Of Human Bondage | Critical Review by William Morton Payne

This literature criticism consists of approximately 3 pages of analysis & critique of Of Human Bondage.
This section contains 642 words
(approx. 3 pages at 300 words per page)
Buy the Critical Review by William Morton Payne

Critical Review by William Morton Payne

SOURCE: A review of Of Human Bondage, in The Dial, Vol. LIX, No. 701, September 16, 1915, pp. 219-21.
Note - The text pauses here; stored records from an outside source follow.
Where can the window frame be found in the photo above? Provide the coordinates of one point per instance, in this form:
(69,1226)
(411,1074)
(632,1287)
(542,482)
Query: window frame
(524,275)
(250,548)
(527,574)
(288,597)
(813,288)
In the following excerpt, Payne commends Maugham for creating a sustained interest in his protagonist, but criticizes him for missing "the broad effects" and "large issues of a human characterization."

Mr. W. Somerset Maugham, a successful playwright, has turned his activities in the direction of fiction-writing, the result being Of Human Bondage, an immensely lengthy work of the biographical type, setting forth the story of a young man's life from childhood to the age of thirty or thereabouts. The following extract will show why it takes six hundred and fifty compact pages to accomplish this setting forth:

When Philip arrived there was some difficulty in deciding on which evening he should have his bath. It was never easy to get plenty of hot water, since the kitchen boiler did not work, and it was impossible for two persons to have a bath on the same day. The only man who had a bathroom in Blackstable was Mr. Wilson, and it was thought ostentatious of him. Mary Ann had her bath in the kitchen on Monday night, because she liked to begin the week clean. Uncle William could not have his on Saturday, because he had a heavy day before him, and he was always a little tired after a bath, so he had it on Friday. Mrs. Carey had hers on Thursday for the same reason. It looked as though Saturday were naturally indicated for Philip, but Mary Ann said she couldn't keep the fire up on Saturday night, and with all the cooking on Sunday, having to make pastry and she didn't know what all, she didn't feel up to giving the boy his bath on Saturday night: and it was quite clear that he could not bath himself.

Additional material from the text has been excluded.